# Live pipe work?



## Craigj6a (Oct 8, 2014)

Hi 

I got called to attend a lady's house after a British Gas engineer refused to carry out a service to there boiler due to her voltage indicator stick indicating the caseing of the boiler was live !

Now I know these sticks are not great and you shouldn't trust them fully but I went there put my indicator on the boiler and on the pipe work on the immersion heater and it came up as if there is voltage there, i turned of the boiler and it still indicates voltage !

I used my fluke tester to test from the pipe the boiler the immersion to a neutral and to a earth terminal and I got 0 volts and I'm not getting any shocks !



any advice would be great thanks


----------



## macmikeman (Jan 23, 2007)

Craigj6a said:


> Hi
> 
> I got called to attend a lady's house after a British Gas engineer refused to carry out a service to there boiler due to her voltage indicator stick indicating the caseing of the boiler was live !
> 
> ...




Try your stick on the walls and doors.
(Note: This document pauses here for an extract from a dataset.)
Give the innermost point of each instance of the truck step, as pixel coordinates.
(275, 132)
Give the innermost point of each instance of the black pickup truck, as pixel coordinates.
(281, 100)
Is this a knob and tube wired house?
Or one with three way switches wired with two wire cable travellers? Both of those can make tic testers give false positive readings thru the structure.


----------



## wcord (Jan 23, 2011)

Those testers are really electromagnetic field detectors. Designed to err on the side of caution, so false positives are more common.
You really need a voltage meter to be sure.

http://www.homeinspect2020.com/uploads/Non_Contact_Voltage_Testers_and_Personal_Risk_Management.pdf


----------



## gnuuser (Jan 13, 2013)

correct wcord
the non contact testers will alert you of a potential of voltage present.
most can be set off with even a small static charge buildup
using an analog meter (or any meter that applies a load ) will give you an accurate reading.

while i dont use them often they can tell you to pay more attention
and there is nothing wrong with that:laughing:


----------



## wcord (Jan 23, 2011)

gnuuser said:


> correct wcord
> the non contact testers will alert you of a potential of voltage present.
> most can be set off with even a small static charge buildup
> using an analog meter (or any meter that applies a load ) will give you an accurate reading.
> ...


They are a great tool for demo and such, but I have found my guys relying on the tic tester, rather than grabbing a meter.
I agree, as a safety tool, they definitely have a place.


----------



## Big John (May 23, 2010)

These testers pick up an AC electric field. There are any number of things that might trigger them artificially. Are there fluorescent lamps close by? Or maybe even something like a baby monitor or intercom? 

If you had high voltage present on the boiler frame, you'd also measure it on all the pipes that weren't protected by dielectric fittings. If you don't, then that means there's something local to the boiler causing interference.


----------